As COVID-19 continues to rage across the U.S., scientists all over the world race to find a vaccine.
Researchers are currently testing vaccines made from genetic engineering along with the traditional vaccine, composed of the inactive virus.
A laboratory at Oxford University is preparing to begin a 6,000-person trial sometime next month, gaining a significant head start in the race to find a vaccine. Oxford’s Jenner Institute performed similar inoculations for other strains of the virus last year and was able to begin scheduling tests to prove if the vaccine works.
Oxford scientists said the vaccine could have the first few million doses ready by September with regulators’ emergency approval, according to The New York Times.
Another research institute, Sinovac Biotech, based in Beijing, created a trial vaccine consisting of an inactive strain of the virus and began testing on eight monkeys, and they saw no apparent side effects. They then introduced an active strain of the virus into the monkeys’ lungs and found that none of the monkeys developed a full infection.
However, according to Science Magazine Online, the testing group may have been too small to show results accurately, and other researchers from the University of Pittsburgh believe the way the virus stock was grown may have altered the study.
“It’s still too early to define the best model for studying COVID-19,” a researcher at Sinovac Biotech said.
As scientists and researchers band together to find a vaccine, the effects and outcomes are still unknown, and many researchers stress that there is no promise of success with any of the current trials.

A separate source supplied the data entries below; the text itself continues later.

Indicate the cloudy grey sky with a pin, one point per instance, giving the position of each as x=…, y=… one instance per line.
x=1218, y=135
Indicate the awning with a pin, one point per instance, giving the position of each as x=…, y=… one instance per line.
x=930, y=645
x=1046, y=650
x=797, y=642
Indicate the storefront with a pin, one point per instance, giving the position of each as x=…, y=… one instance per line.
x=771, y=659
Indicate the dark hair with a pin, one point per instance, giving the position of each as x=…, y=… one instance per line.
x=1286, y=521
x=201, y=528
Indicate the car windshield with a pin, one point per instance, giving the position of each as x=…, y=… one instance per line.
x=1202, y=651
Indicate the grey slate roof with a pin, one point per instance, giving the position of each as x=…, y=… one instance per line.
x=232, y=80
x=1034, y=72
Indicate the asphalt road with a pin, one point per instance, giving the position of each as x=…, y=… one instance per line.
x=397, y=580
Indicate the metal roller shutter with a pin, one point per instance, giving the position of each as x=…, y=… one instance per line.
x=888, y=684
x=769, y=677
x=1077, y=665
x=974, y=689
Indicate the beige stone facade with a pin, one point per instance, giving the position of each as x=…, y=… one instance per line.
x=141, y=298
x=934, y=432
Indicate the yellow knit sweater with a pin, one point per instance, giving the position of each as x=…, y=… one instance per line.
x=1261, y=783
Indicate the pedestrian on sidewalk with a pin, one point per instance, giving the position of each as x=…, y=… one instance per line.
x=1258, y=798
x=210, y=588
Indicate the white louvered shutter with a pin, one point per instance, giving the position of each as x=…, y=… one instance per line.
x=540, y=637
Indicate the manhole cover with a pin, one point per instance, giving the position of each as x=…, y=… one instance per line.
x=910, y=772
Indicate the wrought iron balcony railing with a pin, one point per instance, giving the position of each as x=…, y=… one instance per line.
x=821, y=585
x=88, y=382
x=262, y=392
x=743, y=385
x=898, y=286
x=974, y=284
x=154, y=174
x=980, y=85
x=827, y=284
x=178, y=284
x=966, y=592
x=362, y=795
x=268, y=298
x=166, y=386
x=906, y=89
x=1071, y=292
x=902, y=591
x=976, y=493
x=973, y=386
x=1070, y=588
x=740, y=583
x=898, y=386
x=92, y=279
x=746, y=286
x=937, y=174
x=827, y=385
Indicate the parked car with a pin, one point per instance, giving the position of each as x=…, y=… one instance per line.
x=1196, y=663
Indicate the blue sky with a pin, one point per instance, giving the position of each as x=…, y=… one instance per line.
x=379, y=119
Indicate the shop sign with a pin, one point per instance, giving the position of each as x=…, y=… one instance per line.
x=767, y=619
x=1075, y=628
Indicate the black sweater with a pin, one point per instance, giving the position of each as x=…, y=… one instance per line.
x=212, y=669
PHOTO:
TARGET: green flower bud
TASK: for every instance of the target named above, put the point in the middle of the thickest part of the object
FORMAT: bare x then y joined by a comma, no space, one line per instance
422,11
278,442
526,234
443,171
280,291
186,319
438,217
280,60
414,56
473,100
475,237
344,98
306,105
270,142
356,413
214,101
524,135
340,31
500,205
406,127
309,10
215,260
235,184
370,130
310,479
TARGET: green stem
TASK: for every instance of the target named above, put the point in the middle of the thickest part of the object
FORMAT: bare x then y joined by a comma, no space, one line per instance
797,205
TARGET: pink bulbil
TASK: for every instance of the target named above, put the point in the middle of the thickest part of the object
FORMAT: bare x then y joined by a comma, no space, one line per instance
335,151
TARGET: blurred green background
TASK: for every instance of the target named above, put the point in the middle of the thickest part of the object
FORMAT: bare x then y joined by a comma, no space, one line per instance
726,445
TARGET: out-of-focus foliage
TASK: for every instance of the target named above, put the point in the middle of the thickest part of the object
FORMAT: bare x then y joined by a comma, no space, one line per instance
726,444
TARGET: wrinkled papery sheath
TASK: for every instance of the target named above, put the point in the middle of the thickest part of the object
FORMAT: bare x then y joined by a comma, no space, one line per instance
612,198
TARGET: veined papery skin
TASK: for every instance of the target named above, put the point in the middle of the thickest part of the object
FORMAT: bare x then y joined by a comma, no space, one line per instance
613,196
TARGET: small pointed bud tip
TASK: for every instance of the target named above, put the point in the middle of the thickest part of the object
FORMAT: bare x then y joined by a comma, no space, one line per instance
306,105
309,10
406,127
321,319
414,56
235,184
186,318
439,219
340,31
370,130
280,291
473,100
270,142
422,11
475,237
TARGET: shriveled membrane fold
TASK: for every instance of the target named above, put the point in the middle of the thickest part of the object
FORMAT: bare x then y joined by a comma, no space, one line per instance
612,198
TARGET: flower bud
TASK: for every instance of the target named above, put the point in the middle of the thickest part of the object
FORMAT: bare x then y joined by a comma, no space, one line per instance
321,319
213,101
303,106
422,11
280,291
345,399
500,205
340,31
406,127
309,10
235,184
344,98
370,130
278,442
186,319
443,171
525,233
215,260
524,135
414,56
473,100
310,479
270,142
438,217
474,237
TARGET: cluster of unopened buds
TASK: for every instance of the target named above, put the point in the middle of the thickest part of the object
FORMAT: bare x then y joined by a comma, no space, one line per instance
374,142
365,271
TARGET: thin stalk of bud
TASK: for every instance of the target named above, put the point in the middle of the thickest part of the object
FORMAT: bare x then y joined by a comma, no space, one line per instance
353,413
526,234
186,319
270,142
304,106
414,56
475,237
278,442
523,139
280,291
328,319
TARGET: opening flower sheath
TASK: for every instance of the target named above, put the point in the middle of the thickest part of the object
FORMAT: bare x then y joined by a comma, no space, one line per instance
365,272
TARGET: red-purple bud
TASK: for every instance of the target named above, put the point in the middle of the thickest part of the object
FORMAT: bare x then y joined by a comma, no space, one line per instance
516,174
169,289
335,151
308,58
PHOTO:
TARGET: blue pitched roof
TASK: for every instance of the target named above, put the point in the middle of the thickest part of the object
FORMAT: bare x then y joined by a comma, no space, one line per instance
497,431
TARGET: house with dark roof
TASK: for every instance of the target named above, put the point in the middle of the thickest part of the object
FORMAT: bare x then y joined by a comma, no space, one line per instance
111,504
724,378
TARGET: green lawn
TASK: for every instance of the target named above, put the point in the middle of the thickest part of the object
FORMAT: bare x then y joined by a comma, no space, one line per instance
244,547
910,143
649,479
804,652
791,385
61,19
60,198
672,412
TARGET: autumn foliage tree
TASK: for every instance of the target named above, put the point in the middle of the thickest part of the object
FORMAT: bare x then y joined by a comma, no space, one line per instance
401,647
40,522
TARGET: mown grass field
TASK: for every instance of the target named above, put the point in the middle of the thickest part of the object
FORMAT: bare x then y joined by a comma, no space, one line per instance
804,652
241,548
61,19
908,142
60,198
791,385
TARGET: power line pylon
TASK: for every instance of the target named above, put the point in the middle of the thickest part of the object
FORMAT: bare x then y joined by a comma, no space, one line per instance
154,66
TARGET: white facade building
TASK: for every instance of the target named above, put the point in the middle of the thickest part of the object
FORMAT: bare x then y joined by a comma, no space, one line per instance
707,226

Sean Doyle, a 31-year-old medical student at Emory School of Medicine, volunteered to be one of the first people to test a vaccine. Doyle volunteered to test the vaccine on himself despite there being little known about the side effects or possible risks it could cause.
“With this vaccine, no one knows what the chances are, but the potential risks are outweighed by the potential benefits of the vaccine for me. Right now, there are no great preventative measures for containing the virus,” Doyle said in an interview with CNN.